Unfortunately, few Middle East countries were included on the list. Jeremy Pope, executive director for Transparency International explained that insufficient data was available to include every country on the Index. He points out, however, that countries not on the Index are likely to be poor, rather than good performers. “I believe that there are many countries which, if we had the numbers, would rank even below the lowest countries on today’s new Corruption Perceptions Index,” he said.

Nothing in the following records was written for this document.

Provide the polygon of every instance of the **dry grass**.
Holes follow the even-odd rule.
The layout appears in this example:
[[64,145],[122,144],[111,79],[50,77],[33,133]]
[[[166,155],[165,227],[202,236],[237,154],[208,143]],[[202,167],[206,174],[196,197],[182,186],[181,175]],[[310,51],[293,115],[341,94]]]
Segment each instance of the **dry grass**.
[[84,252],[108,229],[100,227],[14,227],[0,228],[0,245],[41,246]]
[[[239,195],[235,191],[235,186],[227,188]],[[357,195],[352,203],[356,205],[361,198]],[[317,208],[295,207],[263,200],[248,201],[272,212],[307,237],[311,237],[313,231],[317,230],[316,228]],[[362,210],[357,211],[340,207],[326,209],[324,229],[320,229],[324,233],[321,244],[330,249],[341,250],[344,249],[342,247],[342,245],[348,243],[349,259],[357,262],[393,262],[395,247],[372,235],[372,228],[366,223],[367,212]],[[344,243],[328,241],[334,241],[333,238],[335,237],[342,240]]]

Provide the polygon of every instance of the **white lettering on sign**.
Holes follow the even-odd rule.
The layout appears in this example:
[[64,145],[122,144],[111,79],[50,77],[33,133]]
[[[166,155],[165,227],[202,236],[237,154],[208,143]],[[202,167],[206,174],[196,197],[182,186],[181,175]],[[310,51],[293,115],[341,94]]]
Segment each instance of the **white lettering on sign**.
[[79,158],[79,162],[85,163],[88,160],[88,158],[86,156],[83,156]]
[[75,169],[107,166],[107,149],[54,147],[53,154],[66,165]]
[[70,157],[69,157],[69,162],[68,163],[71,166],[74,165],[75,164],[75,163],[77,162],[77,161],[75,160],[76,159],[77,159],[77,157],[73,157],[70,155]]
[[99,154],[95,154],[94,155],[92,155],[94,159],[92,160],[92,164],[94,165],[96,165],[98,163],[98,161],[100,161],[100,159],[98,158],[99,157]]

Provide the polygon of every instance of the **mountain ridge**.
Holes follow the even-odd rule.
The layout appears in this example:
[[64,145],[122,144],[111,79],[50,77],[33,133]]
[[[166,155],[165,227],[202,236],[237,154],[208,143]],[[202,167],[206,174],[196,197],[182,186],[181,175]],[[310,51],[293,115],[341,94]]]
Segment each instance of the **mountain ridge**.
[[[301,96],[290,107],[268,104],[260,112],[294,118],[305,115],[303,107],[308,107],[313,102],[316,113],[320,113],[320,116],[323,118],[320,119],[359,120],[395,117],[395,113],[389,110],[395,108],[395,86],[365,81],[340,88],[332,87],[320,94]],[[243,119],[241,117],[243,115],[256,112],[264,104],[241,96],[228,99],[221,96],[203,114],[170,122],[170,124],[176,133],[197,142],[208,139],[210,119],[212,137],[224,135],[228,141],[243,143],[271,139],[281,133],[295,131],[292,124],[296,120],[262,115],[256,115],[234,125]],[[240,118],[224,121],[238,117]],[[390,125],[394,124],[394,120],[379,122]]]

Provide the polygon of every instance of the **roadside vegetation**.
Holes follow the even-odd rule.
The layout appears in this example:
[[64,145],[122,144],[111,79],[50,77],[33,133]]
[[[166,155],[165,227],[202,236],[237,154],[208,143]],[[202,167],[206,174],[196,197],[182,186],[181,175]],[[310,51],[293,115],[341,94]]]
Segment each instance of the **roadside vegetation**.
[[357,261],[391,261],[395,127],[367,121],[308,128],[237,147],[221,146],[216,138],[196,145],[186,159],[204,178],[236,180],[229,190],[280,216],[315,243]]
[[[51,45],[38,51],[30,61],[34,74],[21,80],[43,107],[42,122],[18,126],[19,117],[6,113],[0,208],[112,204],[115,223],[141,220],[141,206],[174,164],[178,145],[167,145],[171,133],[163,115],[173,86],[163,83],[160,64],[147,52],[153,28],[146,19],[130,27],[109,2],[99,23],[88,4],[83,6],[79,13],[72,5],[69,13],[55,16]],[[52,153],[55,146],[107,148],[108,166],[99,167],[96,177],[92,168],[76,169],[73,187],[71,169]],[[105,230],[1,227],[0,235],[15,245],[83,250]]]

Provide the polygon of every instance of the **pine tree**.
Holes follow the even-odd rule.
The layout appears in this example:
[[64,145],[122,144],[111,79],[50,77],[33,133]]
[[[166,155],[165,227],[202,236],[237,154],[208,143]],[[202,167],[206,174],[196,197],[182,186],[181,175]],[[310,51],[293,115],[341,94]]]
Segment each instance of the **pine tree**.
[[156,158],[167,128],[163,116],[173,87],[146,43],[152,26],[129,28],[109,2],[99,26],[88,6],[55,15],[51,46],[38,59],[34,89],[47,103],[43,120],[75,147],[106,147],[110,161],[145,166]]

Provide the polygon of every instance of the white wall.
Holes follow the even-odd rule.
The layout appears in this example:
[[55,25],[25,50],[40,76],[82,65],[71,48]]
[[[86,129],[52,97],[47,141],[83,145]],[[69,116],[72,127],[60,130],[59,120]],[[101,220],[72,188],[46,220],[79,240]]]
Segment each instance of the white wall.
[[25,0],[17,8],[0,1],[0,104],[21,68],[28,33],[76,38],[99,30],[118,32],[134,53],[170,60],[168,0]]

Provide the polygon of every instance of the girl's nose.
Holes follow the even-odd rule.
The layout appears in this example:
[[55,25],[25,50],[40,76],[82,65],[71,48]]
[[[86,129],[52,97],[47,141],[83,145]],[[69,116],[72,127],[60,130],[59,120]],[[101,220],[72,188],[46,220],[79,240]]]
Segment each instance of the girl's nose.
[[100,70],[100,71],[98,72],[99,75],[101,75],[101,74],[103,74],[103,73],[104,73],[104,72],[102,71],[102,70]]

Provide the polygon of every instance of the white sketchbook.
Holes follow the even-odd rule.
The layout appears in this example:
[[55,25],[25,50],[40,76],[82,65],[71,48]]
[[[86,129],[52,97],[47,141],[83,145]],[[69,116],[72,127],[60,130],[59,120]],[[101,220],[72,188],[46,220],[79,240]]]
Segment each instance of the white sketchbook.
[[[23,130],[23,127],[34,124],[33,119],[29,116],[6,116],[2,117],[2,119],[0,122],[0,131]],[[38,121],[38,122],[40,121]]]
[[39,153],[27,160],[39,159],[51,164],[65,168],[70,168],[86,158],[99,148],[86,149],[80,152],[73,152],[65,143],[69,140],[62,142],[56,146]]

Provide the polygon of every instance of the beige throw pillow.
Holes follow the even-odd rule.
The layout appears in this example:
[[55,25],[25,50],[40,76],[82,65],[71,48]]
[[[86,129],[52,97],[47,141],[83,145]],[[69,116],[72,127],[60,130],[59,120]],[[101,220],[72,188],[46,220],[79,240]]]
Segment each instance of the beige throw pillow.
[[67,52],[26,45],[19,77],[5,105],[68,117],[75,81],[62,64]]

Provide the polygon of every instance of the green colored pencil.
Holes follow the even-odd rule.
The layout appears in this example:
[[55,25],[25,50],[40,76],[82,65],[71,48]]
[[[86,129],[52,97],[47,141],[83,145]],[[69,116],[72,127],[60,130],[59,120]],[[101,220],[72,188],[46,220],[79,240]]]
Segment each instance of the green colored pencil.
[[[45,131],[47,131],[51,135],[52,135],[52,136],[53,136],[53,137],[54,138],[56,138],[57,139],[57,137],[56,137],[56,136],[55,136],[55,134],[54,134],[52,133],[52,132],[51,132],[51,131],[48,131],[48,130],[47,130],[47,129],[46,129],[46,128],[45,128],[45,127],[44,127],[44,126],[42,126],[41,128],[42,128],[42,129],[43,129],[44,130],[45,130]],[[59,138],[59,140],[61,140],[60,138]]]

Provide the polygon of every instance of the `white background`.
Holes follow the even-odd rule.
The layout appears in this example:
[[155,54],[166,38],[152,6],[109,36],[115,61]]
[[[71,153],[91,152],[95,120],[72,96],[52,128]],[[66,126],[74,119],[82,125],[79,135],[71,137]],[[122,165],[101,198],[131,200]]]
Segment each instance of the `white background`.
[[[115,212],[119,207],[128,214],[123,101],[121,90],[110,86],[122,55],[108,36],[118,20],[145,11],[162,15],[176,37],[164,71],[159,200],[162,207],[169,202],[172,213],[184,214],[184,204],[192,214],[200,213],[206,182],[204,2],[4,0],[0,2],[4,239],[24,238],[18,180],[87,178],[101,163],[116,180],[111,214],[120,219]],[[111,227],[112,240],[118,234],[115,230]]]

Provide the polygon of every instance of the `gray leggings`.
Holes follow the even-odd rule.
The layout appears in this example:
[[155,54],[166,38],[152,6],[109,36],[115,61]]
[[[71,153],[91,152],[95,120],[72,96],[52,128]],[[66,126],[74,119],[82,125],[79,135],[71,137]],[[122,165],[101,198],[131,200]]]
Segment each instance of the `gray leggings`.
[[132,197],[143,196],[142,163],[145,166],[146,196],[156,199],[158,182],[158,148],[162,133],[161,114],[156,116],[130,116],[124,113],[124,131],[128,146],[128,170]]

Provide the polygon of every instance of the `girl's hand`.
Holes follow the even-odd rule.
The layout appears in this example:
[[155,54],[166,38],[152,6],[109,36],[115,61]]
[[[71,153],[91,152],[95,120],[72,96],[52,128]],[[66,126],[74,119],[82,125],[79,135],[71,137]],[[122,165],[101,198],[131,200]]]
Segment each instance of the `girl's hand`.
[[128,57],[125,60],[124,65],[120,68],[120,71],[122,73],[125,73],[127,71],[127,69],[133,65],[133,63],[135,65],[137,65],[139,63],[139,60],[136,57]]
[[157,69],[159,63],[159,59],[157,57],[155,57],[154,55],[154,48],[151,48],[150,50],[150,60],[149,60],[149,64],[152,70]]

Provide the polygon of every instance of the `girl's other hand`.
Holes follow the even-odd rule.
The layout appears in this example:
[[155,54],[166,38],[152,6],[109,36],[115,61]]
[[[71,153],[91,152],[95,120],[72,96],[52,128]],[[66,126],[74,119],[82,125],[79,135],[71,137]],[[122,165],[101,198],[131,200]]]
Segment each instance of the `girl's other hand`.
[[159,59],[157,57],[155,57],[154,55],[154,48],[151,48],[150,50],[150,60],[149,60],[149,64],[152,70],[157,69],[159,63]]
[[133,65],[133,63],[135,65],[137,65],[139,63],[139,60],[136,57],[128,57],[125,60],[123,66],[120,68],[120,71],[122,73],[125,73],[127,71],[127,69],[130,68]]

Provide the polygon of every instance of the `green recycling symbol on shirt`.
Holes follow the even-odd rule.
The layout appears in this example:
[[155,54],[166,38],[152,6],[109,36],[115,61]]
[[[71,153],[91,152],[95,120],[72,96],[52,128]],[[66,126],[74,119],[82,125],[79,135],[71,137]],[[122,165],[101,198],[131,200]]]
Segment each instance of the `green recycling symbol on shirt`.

Of the Middle East countries on the Index, Jordan came highest in 39th place (tied with Italy); Egypt came 63rd (tied with China).

Amnesty International gave an equally damning account of the region’s human rights record, although its 1999 report (the most recent to have been published), deals with issues like executions, torture and unfair trials, rather than human rights issues within a normal business environment.

If government and business leaders in the Middle East accept there is a problem with ethical standards in the region, the first step on a road to improvement is to create a code of conduct that strives to meet globally accepted standards, while embracing local culture.

GCEE says it can help through consultancy and training. The organisation is also planning conferences aimed at local business leaders. Its first event in Dubai, the Gulf International Conference on Cyber Ethics, will be held next month in conjunction with the Dubai Chamber of Commerce and Industry.

The ultimate aim of this education and consultancy programme is to create a business environment that is conducive to attracting international investment to the Middle East; a mission that is shared by every government of the region. The message from Zalemi is that when governments want to move business ethics to the top of their agendas, the GCEE is ready and waiting to help.